Whenever people talk about Barbara, they inevitably bring The Aztecs screaming
to the fore. It’s inevitable for a very good reason – it’s a tour de force for Barbara’s
character, her determination that goodness is more important than the history
she thinks she knows almost landing them in terrible trouble in The Aztecs. Barbara
is the more inherently challenging of the two teachers on board the ship –
frequently demanding how or why when the Doctor insisted a thing was so, where
Ian, for the sake of a more direct route to the end of arguments, adventures
and ultimately their originally enforced journey, would often simply accept the
will of the pilot of their ship and do whatever was deemed necessary. You can
over-analyse this and reach a deeper conclusion than was ever intended,
assuming that whereas science teacher Ian saw things in that black-and-white way
of the discipline – this is the world with which we’re faced, let’s get on with
it – Barbara, with her historical understanding of perspectives and people,
wanted to know why she should or
shouldn’t do a thing. She was never obstreperous for the sake of it, never
needlessly difficult, but Barbara, more than Ian, took her teaching instinct,
her fierce determination to do the best thing she could, into time and space
with her and applied it to the universe she found.
That’s
never more strongly shown though than in The Aztecs, where, confronted with the
Doctor’s determination to let people be sacrificed – both individually on
altars and as an entire culture when the European invaders arrive – Barbara’s
concern both for people and historic cultures burns through, and as the goddess
Yetaxa she sets herself up in frank opposition to the wisdom of the time
travelling old man. While as events unfold, history as the Doctor knows it
proves unbeatable, it was the first time a companion had confronted the
Doctor’s assessment of the universe in so blatant a fashion, and it would stand
as one of the only times such a thing was done in Classic Who, though it was a
question to be bitterly raised in New Who through the pleading voice of Donna
Noble – ‘Save someone.

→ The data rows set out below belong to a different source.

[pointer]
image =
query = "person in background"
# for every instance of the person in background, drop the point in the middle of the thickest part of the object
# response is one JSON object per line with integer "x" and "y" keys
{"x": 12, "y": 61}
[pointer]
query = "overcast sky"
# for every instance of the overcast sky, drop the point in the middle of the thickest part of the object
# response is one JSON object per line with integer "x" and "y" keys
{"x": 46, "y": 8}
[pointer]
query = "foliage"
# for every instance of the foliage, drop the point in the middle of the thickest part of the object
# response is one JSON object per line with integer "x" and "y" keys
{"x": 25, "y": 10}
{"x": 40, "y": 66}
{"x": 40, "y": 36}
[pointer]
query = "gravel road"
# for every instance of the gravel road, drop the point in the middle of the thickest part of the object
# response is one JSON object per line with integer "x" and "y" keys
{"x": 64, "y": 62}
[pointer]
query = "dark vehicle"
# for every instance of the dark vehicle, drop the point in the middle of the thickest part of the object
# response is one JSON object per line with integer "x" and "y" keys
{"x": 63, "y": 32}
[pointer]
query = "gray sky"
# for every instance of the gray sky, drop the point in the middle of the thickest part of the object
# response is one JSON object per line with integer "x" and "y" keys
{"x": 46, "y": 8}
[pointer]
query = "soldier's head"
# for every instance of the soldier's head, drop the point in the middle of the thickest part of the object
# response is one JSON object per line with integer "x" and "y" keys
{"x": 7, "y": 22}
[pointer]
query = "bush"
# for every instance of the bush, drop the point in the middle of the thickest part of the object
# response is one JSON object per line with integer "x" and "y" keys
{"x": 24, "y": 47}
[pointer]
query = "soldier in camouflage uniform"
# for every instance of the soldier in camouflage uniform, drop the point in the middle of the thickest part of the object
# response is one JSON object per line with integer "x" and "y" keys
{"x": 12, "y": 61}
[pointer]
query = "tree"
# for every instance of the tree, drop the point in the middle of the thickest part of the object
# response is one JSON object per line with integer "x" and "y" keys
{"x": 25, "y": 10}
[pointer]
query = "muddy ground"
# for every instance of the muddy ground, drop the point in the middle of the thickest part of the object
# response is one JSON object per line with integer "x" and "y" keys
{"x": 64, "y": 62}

Not everyone. Just someone!’ and the furious voice of
Amy Pond – ‘If you don’t save everyone, then what is the point of you?’
That
question, decades before, was essentially Barbara’s mantra in The Aztecs –
changing history ‘for the better,’ and assuming she knew what ‘better’ meant because
she had the foreknowledge of what was coming. In an age before the novel idea
of ‘fixed points and flexible points in time’ had been developed, it was
Barbara Wright, schoolteacher, who stood up to the Doctor’s long view of
history and helped to change the old man for the better. He might be proved
right in The Aztecs, but just as Ian had shown him a different way, stopping
him from killing a caveman early in their travels, Barbara in The Aztecs shows
him the power of compassion.
After
the Doctor leaves Susan behind on Earth, it’s Barbara who instinctively steps
in to take some degree of care of him, distract him from his wandering
thoughts, knowing what he needs, and she’s also instrumental in helping him to
accept Vicki on board. Ultimately though, when the opportunity arises in The
Chase to leave the Doctor and her new vagabond lifestyle behind, it’s Barbara
who weighs up the lives that she could lead and finds a universe of wonders can
be forsaken for the simple joys of life on Earth. Ian, as was never really in
doubt, follows her.
Sadly
of course, Jacqueline Hill passed away before Big Finish was around to offer
her the chance to broaden and deepen the character of Barbara in person, as it
has done for William Russell’s Ian. She’s been well represented though, in
stories like The Revenants, The Flames of Cadiz, The Dark Planet and, if you
can get hold of it, The Fragile Yellow Arc of Fragrance. Perhaps the last word
on Barbara though belongs to Russell T Davies, who in The Sarah-Jane Adventures
mentioned ‘Ian and Barbara Chesterton, professors at Cambridge,’ who it was
rumoured hadn’t aged since the 60s. Barbara was a teacher first, foremost and
always, and she found a way to use her compassion for young students and her
enthusiasm for her subject, on a broader canvas. And there, in Cambridge, we
can picture Barbara Chesterton, nee Wright, smiling at her class and at us,
having acknowledged the love and care of Ian - her friend, her partner in
adventures and eventually, her partner in life.